A sociedade moderna nos incentiva a medir nosso valor pelo que entregamos. Sem perceber, caímos na armadilha da autoimagem baseada no fazer. O sociólogo Zygmunt Bauman, em “Modernidade líquida”, descreve como vivemos em um tempo de relações e identidades frágeis, onde a produtividade se tornou um critério de validação. Trabalhamos incansavelmente para sermos reconhecidos, mas essa busca pode nos afastar do que realmente importa: quem somos além do que fazemos.
Um estudo publicado na Harvard Business Review (2021) apontou que muitas pessoas em cargos de alta exigência sentem uma perda de identidade ao se afastarem temporariamente do trabalho. A pergunta que permanece é: sem minha carreira, sem minhas funções, quem sou eu?

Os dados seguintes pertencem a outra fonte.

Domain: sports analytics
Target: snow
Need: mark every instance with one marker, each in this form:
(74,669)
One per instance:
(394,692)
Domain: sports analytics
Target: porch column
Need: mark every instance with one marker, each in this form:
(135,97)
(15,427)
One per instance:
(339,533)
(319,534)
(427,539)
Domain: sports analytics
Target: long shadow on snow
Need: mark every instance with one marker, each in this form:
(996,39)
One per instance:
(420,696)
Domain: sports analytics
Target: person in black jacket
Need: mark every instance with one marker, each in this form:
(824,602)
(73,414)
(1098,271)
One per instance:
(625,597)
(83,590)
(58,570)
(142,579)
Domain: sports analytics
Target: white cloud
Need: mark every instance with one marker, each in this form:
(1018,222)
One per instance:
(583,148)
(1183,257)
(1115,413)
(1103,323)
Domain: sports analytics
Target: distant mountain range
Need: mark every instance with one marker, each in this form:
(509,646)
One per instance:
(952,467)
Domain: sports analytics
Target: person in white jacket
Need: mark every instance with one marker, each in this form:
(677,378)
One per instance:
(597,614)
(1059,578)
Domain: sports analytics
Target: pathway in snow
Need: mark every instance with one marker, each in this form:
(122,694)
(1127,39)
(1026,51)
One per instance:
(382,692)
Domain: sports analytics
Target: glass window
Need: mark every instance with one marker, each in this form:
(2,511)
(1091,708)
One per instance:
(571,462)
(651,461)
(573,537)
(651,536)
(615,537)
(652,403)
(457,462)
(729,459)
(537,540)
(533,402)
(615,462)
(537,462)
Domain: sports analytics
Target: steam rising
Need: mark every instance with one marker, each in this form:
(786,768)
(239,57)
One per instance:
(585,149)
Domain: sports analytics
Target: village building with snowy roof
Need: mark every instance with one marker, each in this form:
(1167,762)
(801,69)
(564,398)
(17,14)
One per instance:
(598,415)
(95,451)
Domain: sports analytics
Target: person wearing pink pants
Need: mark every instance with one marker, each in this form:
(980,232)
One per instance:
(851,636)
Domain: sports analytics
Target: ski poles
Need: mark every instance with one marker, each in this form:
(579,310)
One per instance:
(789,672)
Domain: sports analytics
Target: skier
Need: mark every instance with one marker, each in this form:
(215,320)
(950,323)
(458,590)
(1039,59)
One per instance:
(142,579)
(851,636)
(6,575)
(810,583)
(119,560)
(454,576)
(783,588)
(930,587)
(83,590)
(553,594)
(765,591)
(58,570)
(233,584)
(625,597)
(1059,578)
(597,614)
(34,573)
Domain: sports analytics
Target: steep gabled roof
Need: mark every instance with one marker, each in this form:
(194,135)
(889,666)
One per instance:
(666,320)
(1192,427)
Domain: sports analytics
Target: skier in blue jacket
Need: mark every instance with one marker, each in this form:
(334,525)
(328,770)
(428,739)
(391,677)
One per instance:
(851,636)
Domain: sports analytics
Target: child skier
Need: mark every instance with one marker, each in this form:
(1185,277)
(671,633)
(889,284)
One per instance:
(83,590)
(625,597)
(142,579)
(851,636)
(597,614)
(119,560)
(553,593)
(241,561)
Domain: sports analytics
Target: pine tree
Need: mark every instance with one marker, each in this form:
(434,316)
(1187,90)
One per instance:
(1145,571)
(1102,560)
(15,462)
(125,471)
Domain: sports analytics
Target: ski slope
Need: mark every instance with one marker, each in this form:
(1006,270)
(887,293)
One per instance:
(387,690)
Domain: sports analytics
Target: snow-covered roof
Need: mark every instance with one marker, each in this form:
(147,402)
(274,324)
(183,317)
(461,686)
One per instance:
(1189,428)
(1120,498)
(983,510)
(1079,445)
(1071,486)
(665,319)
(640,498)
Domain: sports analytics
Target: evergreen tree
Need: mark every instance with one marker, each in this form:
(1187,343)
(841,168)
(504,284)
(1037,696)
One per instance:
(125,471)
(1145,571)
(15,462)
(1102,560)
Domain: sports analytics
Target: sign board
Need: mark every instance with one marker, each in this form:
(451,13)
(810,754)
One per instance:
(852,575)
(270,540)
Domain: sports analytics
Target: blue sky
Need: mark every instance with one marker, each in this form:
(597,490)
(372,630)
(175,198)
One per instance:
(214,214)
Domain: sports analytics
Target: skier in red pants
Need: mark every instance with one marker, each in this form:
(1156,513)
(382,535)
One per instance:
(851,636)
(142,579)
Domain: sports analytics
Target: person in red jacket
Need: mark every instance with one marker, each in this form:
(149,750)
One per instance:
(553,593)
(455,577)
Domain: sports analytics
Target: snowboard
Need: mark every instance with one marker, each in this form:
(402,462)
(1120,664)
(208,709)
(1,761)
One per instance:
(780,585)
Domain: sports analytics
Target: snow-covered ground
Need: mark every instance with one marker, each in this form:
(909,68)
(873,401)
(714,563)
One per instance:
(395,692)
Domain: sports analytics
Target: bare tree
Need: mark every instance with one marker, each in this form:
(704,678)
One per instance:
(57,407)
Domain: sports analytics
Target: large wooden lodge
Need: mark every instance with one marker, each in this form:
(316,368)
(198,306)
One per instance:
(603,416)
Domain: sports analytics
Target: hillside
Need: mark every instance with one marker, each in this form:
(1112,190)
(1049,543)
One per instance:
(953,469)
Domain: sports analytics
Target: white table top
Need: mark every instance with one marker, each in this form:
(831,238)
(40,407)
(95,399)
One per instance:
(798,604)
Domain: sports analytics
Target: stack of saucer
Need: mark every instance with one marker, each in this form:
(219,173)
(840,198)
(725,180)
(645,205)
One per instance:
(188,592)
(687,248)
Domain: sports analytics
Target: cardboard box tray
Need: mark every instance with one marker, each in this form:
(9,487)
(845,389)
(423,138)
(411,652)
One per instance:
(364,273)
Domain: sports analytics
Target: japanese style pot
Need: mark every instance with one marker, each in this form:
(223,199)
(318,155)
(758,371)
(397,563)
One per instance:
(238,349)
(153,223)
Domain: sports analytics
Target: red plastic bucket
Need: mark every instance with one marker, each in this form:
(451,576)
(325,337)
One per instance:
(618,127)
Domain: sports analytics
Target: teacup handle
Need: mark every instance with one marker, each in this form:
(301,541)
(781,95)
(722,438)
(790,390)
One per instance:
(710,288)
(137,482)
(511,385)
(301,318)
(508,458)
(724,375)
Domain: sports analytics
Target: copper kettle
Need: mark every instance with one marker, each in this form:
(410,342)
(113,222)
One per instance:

Tenho presenciado no consultório pessoas relatando que, quando têm tempo livre, sentem culpa por não estarem “sendo produtivas”. Isso reflete a crença de que só têm valor quando estão fazendo algo “útil”. O perigo está aí, quando nossa identidade está presa às obrigações, o esgotamento emocional se torna um risco. A American Psychological Association (APA) alerta que a sobrecarga de papéis pode levar a um estado de burnout, ansiedade e desconexão interna.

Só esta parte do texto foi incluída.